The Risk: Imagine running a logistics company where 80% of your business comes from a single contract with Safaricom. If they suddenly pause orders or change suppliers, your business takes an instant, massive hit.
- Risk of an “AI Capex” Slowdown: Right now, tech giants are pouring billions into AI infrastructure (Capital Expenditure, or Capex). However, a bottleneck could be coming.
The Risk: If these companies struggle to fully monetize their AI software and chatbots, they will face immense pressure to cut spending. Much like how any massive industry boom eventually enters a slower “digestion phase” to absorb excess capacity, the AI infrastructure rush could hit a temporary pause, heavily impacting Credo’s order book.
- Competition from Giants: Credo competes with much larger semiconductor and networking players. These competitors often have significantly more capital, deeply entrenched customer relationships, and broader product portfolios.
- Valuation Risk (High Expectations): Because of the AI hype, Credo’s current stock price already reflects immense future success. In growth investing, normal rules don’t apply. If Credo grows “only very fast” instead of “insanely fast,” the market will get disappointed and the stock can still plummet. It is literally priced for perfection.

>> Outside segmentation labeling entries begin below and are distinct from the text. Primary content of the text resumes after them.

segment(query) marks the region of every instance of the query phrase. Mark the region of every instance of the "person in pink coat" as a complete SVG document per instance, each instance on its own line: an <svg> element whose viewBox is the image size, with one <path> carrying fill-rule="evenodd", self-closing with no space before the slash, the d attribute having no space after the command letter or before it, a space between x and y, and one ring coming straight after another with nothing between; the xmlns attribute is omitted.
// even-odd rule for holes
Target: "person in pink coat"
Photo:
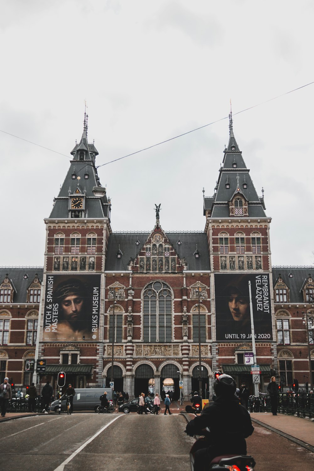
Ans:
<svg viewBox="0 0 314 471"><path fill-rule="evenodd" d="M158 407L160 408L160 399L159 399L159 394L156 393L156 395L154 398L154 414L157 415L158 414Z"/></svg>

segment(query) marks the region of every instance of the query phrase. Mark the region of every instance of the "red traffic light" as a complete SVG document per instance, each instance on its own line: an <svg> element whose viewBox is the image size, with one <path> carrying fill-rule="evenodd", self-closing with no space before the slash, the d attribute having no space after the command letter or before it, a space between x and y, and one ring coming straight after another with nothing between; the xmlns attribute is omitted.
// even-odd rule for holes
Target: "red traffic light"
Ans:
<svg viewBox="0 0 314 471"><path fill-rule="evenodd" d="M59 388L63 388L65 385L65 373L60 371L58 373L57 384Z"/></svg>

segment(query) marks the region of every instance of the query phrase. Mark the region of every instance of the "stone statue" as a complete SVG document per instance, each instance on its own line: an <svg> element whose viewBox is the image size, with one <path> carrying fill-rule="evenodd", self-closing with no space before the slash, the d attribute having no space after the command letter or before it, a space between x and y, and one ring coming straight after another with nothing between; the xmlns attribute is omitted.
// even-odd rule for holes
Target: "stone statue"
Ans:
<svg viewBox="0 0 314 471"><path fill-rule="evenodd" d="M160 207L161 207L161 203L160 203L160 204L159 205L159 206L157 206L157 204L156 204L156 203L155 203L155 206L156 206L156 209L155 209L155 211L156 211L156 219L157 218L159 217L159 211L160 210Z"/></svg>

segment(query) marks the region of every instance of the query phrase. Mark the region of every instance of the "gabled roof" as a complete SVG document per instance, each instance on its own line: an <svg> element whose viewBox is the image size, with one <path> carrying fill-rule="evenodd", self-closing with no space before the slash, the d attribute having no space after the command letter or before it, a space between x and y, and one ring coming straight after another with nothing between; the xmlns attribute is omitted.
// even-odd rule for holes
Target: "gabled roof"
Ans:
<svg viewBox="0 0 314 471"><path fill-rule="evenodd" d="M38 267L30 268L27 267L4 267L0 268L0 284L2 283L8 273L8 278L14 286L15 293L13 300L14 304L24 304L27 299L27 290L32 283L36 274L40 283L43 276L43 268ZM27 275L27 278L24 278Z"/></svg>
<svg viewBox="0 0 314 471"><path fill-rule="evenodd" d="M238 193L248 203L248 215L241 217L266 217L264 197L260 198L258 195L250 175L250 169L247 168L234 138L231 114L229 115L229 143L224 151L215 193L212 197L204 198L204 212L206 210L211 209L212 218L230 217L229 202Z"/></svg>
<svg viewBox="0 0 314 471"><path fill-rule="evenodd" d="M151 233L125 232L110 234L105 271L127 270L130 260L137 258ZM171 232L168 233L165 231L165 235L175 249L179 258L185 258L189 270L202 270L205 271L210 269L207 237L204 232ZM179 239L181 243L177 245L177 243ZM137 240L140 243L139 245L136 244ZM196 244L201 254L198 259L195 259L193 255ZM119 245L122 253L121 259L117 258Z"/></svg>
<svg viewBox="0 0 314 471"><path fill-rule="evenodd" d="M272 271L274 286L280 277L289 289L289 304L304 303L302 289L309 277L314 278L314 267L296 268L276 267L273 267ZM290 275L292 275L292 277L290 276Z"/></svg>

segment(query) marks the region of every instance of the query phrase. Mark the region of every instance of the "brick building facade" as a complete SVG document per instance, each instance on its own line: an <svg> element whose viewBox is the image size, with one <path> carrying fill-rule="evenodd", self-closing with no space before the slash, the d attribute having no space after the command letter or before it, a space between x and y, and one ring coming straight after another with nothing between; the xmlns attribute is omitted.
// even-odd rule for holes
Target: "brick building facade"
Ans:
<svg viewBox="0 0 314 471"><path fill-rule="evenodd" d="M53 386L62 370L77 387L108 387L113 377L115 388L131 397L170 389L177 397L179 382L188 396L200 379L208 394L221 370L252 390L250 285L261 390L271 368L284 386L295 378L311 382L301 317L313 312L314 284L308 269L272 270L271 219L231 116L229 131L214 195L204 197L204 230L165 233L156 205L151 233L113 233L84 121L45 220L43 270L0 268L1 379L25 385L32 376L26 359L43 358L40 380Z"/></svg>

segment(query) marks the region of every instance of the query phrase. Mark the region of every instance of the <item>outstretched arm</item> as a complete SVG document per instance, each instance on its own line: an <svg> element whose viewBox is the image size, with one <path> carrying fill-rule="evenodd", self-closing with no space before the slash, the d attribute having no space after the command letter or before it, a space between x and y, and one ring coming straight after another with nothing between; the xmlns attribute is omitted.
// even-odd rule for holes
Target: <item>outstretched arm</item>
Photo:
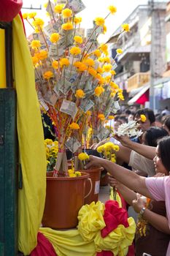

- Semiconductor Cyclicality: The semiconductor industry is historically cyclical, it moves in heavy waves of boom and bust. While the AI buildout feels unstoppable today, any global economic slowdown or a rise in interest rates will cause tech giants to pause spending, stalling Credo’s near-term upside.
- M&A Integration Risk (The DustPhotonics Acquisition): Credo recently acquired DustPhotonics to boost its optical technology capabilities. For seasoned investors tracking execution, merging different corporate cultures, engineering teams, and manufacturing roadmaps brings distinct operational risks. Any integration delays could slow down their product pipeline.
Bottom Line
For a beginner investor, it is important to understand that Credo is not a “core portfolio” stock. Core options are usually stable, predictable giants like Microsoft or Apple that form the bedrock of your investment account.
Instead, Credo should be viewed as an asymmetric bet (also known as a convexity play). In simple terms, asymmetry and convexity mean the scales are tilted: you are taking on a high amount of risk, but your downside is strictly limited to the cash you put in. If the company succeeds, the potential financial reward could be many times larger than what you risked bending your potential returns exponentially upward.
Credo Technology (CRDO) is a classic “picks and shovels” play for the AI gold rush. During a gold rush, the people who made the most consistent money weren’t the miners looking for gold; it was the businesses selling them the picks and shovels they needed to dig. Similarly, Credo doesn’t train AI models, build software, or manufacture microchips, but it provides the indispensable high-speed connectivity cables and chips that allow the entire AI ecosystem to function.
A Note on Diversification for Beginners:
Even the most compelling growth stock should never be a one-stock bet. In professional portfolio management, highly volatile growth assets like CRDO are typically restricted to 5% of a total portfolio. Diversification ensures that your capital is protected against customer concentration risks or unexpected market cycles, allowing you to ride the AI wave safely.